The South Saskatchewan Regiment no longer exist as an active unit.  Whether or not it got amalgamated into a larger unit is another good question.  I‘m sure a history SME will be more than happy to clarify this point.


----------



## Michael Dorosh (25 Nov 2002)

What does SME stand for anyway?  I keep seeing that acronym on the Land Force Restructure message board.

The South Sasks were indeed removed from the order of battle after WW II - I believe they were folded into the Regina Rifle Regiment (now the Royal Regina Rifles), along with the Prince Albert and Battleford Volunteers.  There is info at my site at  http://www.canadiansoldiers.com  in the organization section for the truly curious.  I can‘t remember if I have the SSR‘s eventual disposal listed there or not.

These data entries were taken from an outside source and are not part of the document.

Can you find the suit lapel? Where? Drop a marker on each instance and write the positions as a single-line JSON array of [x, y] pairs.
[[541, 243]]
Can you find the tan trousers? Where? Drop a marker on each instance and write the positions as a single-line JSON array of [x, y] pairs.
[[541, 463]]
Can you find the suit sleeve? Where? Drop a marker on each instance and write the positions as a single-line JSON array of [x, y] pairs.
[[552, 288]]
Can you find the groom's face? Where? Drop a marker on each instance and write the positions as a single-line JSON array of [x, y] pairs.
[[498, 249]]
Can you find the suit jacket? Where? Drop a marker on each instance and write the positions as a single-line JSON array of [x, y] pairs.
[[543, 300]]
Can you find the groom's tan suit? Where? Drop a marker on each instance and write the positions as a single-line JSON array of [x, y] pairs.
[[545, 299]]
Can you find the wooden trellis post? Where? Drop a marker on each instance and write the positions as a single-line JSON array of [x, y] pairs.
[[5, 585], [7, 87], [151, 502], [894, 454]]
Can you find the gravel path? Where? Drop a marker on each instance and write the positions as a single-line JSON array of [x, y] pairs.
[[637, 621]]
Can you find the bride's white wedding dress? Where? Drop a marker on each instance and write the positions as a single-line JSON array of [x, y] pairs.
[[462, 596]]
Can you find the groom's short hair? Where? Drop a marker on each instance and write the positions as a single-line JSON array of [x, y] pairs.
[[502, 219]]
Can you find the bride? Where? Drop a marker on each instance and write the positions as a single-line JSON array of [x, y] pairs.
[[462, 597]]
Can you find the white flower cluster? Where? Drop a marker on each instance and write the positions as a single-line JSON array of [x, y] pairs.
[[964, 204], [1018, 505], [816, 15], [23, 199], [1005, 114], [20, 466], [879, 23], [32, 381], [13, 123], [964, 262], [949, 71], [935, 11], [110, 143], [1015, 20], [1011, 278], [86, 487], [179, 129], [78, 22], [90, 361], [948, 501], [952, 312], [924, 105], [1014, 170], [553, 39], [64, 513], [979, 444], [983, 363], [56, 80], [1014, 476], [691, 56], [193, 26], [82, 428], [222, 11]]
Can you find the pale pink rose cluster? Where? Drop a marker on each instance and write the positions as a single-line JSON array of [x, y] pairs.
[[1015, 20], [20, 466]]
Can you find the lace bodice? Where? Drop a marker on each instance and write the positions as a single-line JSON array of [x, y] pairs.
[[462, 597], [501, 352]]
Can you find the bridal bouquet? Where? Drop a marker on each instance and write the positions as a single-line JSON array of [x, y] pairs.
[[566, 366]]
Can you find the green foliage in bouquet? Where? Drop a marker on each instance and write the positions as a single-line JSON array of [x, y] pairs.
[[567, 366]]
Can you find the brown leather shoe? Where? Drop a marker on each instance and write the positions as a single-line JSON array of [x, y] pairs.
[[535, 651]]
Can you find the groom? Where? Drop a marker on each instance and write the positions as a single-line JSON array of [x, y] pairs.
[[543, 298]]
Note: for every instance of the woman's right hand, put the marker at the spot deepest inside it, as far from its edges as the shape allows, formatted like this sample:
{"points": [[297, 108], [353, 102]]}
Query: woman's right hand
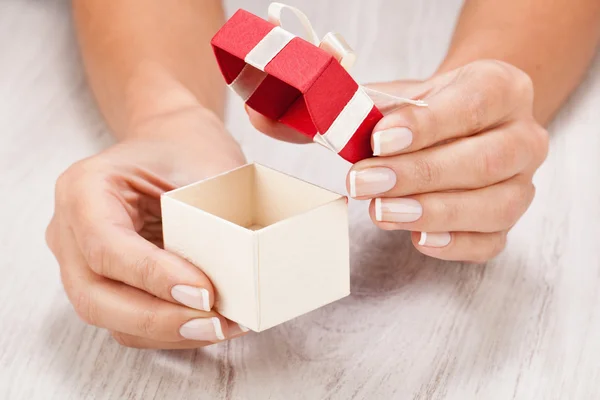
{"points": [[106, 234]]}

It is amazing the number of regiments that came and went in the 20th Century - other regiments that existed in Saskatchewan alone included the King‘s Own Rifles and the Yorkton Regiment. 

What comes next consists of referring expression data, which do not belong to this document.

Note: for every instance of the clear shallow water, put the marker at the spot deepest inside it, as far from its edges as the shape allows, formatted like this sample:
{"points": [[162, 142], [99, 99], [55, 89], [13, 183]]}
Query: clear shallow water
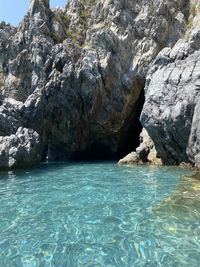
{"points": [[65, 215]]}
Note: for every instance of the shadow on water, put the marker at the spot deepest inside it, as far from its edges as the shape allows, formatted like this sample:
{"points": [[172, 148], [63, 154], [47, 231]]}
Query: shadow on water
{"points": [[184, 203]]}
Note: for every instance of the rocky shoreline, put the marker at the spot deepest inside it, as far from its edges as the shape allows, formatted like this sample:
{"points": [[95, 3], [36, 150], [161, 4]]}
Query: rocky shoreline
{"points": [[99, 80]]}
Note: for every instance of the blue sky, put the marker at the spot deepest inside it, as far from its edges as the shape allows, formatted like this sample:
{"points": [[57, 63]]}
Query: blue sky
{"points": [[13, 11]]}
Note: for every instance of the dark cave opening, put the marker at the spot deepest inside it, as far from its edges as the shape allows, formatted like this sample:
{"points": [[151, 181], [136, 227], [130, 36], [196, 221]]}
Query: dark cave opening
{"points": [[130, 137], [102, 147]]}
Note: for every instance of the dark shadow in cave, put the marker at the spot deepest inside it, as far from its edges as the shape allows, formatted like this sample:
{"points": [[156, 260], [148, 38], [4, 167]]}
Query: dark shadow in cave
{"points": [[129, 139]]}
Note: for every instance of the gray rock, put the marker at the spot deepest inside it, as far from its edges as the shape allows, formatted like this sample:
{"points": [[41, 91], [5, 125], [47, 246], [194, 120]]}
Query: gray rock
{"points": [[171, 110], [20, 149]]}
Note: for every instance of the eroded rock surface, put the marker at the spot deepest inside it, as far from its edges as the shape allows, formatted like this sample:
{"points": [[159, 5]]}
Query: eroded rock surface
{"points": [[20, 149], [171, 110]]}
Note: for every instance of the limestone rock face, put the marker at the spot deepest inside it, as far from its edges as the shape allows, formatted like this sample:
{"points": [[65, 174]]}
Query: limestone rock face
{"points": [[79, 72], [171, 110], [20, 149], [145, 153]]}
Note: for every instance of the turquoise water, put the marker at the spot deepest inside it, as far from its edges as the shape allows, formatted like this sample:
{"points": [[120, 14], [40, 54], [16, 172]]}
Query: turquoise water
{"points": [[97, 214]]}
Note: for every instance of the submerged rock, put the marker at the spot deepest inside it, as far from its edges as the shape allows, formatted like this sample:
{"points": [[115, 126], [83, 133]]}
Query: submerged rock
{"points": [[20, 149], [145, 153]]}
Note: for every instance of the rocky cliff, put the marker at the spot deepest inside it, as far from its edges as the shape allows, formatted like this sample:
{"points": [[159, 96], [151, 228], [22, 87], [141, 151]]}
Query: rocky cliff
{"points": [[72, 80]]}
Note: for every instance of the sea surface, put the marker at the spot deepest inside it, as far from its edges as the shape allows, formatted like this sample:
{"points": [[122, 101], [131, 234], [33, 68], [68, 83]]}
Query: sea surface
{"points": [[99, 214]]}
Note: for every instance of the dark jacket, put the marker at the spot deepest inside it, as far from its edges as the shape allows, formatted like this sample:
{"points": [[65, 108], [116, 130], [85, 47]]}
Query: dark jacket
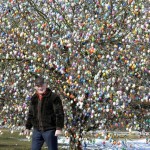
{"points": [[49, 115]]}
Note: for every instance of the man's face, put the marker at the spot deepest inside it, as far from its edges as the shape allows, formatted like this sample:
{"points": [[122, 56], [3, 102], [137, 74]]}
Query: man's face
{"points": [[41, 89]]}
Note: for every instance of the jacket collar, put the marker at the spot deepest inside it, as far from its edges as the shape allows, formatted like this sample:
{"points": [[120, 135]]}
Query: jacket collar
{"points": [[46, 94]]}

I was at a reunion of the South Saskatchewan Regiment‘s WW II vets two summers ago - they are still a feisty bunch, and had some great stories to tell.  They may not be on the order of battle anymore, but there are certainly in the hearts and minds of the few remaining vets, and their families.


----------



## Fishbone Jones (25 Nov 2002)

Mike,
SME= Subject Matter Expert


----------



## Michael Dorosh (26 Nov 2002)

Ugh.  Thanks.  I say ugh because I hate the word "expert" - there‘s no such thing!


----------



## PTE Gruending (26 Nov 2002)

I would imagine the South Saskatchewan Regiment is now called the Royal Regina Rifles. Prince Albert is part of the North Saskatchewan Regiment (Which includes Saskatoon). And there is now nothing in North Battleford.


----------



## SNoseworthy (26 Nov 2002)

I did some looking around the net for stuff on the Regiment. It was disbanded in 1968. I can‘t find any indications that it was amalgamated with any unit. According to a DND document, it was disbanded, but they don‘t allude to the fate of the soldiers in the Regiment

 http://cap.estevan.sk.ca/ssr/history/CanArmyList.html 

If you want a good listing of Canadian regiments, past and present, I highly recommend that you bookmark this page:

 http://www.regiments.org/milhist/northamerica/lists/cargxref.htm


----------